How to Enable MFA Device?
Step 1 − Open the following link, https:// console.aws.amazon.com/iam/
Step 2 − On the web page, choose users from the navigation pane on the right side to view the list of user name.
Step 3 − Scroll down to security credentials and choose MFA. Click activate MFA.
Step 4 − Follow the instructions and the MFA device will get activated with the account.

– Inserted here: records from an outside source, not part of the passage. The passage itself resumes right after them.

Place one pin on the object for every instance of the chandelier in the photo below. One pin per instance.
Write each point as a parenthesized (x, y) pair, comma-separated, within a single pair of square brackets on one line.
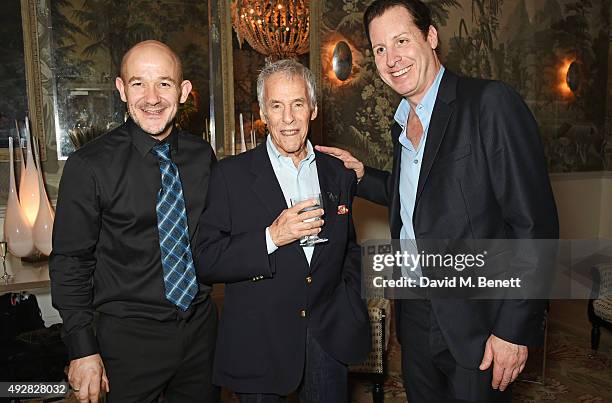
[(276, 28)]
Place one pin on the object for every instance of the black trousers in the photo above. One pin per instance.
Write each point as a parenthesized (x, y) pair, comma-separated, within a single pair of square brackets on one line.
[(144, 358), (325, 380), (429, 371)]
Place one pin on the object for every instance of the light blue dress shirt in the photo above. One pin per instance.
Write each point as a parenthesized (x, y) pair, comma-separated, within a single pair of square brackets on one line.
[(411, 159), (295, 182)]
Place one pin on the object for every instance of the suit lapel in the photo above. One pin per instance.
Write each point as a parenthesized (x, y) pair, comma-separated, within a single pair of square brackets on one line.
[(437, 126), (265, 185), (330, 193)]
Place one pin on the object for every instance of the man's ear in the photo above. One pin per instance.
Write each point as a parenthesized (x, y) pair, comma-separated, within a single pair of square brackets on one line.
[(313, 114), (186, 88), (432, 37), (262, 116), (121, 88)]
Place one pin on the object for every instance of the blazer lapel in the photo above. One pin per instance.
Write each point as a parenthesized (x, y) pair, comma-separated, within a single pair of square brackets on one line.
[(437, 127), (330, 193), (265, 185)]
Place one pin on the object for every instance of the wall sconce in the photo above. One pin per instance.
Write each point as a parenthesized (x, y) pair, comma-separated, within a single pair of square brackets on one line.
[(569, 78), (572, 77), (342, 61), (28, 224)]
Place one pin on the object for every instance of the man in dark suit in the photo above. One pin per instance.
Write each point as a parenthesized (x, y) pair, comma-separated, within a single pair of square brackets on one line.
[(293, 317), (467, 164), (136, 322)]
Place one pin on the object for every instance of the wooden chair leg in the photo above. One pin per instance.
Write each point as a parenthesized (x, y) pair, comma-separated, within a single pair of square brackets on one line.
[(595, 334)]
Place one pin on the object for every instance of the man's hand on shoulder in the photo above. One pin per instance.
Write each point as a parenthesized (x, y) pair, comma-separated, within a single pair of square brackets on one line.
[(289, 226), (350, 162), (508, 361), (87, 378)]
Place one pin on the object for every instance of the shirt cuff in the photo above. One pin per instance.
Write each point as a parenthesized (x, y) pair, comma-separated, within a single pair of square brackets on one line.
[(269, 242)]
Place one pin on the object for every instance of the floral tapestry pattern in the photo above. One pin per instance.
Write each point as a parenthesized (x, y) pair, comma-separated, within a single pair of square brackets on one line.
[(528, 44)]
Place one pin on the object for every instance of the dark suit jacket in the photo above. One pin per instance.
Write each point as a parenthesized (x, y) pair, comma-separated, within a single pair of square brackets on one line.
[(262, 334), (483, 176)]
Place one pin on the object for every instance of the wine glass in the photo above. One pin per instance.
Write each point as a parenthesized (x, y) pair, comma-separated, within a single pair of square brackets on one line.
[(310, 240)]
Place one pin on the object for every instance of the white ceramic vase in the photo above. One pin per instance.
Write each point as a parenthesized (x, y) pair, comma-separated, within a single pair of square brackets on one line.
[(29, 196), (17, 229), (42, 230)]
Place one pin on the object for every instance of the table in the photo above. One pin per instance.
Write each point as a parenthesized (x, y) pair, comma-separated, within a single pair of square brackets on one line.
[(33, 278), (25, 276)]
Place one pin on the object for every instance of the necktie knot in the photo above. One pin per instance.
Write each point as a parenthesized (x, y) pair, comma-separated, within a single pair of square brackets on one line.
[(162, 151)]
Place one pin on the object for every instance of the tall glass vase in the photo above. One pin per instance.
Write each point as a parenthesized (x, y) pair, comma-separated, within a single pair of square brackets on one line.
[(29, 196), (43, 225), (17, 230)]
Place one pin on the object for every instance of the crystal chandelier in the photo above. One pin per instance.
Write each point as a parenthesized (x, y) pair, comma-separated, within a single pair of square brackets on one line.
[(276, 28)]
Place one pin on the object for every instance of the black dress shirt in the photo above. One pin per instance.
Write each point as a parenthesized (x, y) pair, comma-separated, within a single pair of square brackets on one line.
[(106, 254)]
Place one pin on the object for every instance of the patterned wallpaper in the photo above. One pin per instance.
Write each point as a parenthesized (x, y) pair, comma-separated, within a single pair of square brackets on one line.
[(526, 43)]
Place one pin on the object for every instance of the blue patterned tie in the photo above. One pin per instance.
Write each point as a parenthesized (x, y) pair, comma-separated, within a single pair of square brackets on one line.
[(179, 272)]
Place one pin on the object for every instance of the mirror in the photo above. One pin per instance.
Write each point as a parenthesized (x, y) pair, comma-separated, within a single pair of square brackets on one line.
[(342, 61)]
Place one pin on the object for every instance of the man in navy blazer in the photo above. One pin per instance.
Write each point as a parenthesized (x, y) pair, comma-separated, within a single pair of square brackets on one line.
[(467, 164), (293, 316)]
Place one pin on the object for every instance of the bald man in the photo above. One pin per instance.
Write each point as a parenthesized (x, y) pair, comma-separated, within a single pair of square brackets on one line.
[(136, 321)]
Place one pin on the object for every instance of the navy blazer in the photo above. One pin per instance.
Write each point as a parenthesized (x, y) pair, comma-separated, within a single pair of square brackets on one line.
[(262, 332), (483, 176)]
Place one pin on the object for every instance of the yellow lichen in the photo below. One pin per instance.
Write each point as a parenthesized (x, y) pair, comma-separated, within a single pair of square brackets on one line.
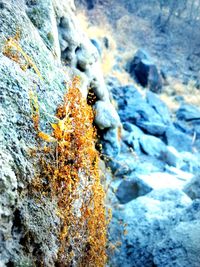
[(70, 172)]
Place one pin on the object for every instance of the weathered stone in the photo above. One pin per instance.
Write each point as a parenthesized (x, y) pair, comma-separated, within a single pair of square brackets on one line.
[(105, 115), (152, 145), (192, 188)]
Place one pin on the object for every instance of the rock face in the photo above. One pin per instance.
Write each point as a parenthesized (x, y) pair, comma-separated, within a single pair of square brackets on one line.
[(156, 187), (145, 71), (144, 225), (47, 50)]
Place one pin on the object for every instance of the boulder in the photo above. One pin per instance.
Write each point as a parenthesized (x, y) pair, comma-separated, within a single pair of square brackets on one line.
[(177, 139), (123, 164), (181, 247), (105, 115), (192, 188), (131, 189), (152, 145), (143, 223), (97, 45), (111, 144), (188, 113), (150, 114), (145, 71), (171, 157)]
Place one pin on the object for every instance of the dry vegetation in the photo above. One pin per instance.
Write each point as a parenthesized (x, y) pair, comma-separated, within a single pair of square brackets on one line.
[(68, 172)]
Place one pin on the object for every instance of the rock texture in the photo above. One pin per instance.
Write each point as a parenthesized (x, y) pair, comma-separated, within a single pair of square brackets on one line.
[(52, 49)]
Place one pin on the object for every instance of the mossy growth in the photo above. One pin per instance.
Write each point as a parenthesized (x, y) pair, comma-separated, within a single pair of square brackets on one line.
[(69, 172)]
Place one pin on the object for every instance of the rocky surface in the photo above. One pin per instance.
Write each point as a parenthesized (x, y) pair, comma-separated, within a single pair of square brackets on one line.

There are 3 ways to enable a MFA device −
SMS MFA Device
In this method, MFA requires us to configure the IAM user with the phone number of the user's SMS-compatible mobile device. When the user signs in, AWS sends a six-digit code by SMS text message to the user's mobile device. The user is required to enter the same code on a second web page during sign-in to authenticate the right user. This SMS-based MFA cannot be used with AWS root account.
Hardware MFA Device
In this method, MFA requires us to assign an MFA device (hardware) to the IAM user or the AWS root account. The device generates a six-digit numeric code based upon a time synchronized one-time password algorithm. The user has to enter the same code from the device on a second web page during sign-in to authenticate the right user.
Virtual MFA Device
In this method, MFA requires us to assign an MFA device (virtual) to the IAM user or the AWS root account. A virtual device is a software application (mobile app) running on a mobile device that emulates a physical device. The device generates a six-digit numeric code based upon a time-synchronized one-time password algorithm. The user has to enter the same code from the device on a second web page during sign-in to authenticate the right user.
AWS Identity & Access Management (IAM)
IAM is a user entity which we create in AWS to represent a person that uses it with limited access to resources. Hence, we do not have to use the root account in our day-to-day activities as the root account has unrestricted access to our AWS resources.
How to Create Users in IAM?
Step 1 − Open the link https://console.aws.amazon.com/iam/ to sign-in to AWS Management console.
Step 2 − Select the Users option on the left navigation pane to open the list of all users.
Step 3 − We can also create New Users using the Create New Users option, a new window will open. Enter the user-name which we want to create. Select the create option and a new user will be created.
Step 4 − We can also see Access Key IDs and secret keys by selecting Show Users Security Credentials link. We can also save these details on the computer using the Download Credentials option.
Step 5 − We can manage the user’s own security credentials like creating password, managing MFA devices, managing security certificates, creating/deleting access keys, adding user to groups, etc.
There are many more features that are optional and are available on the web page.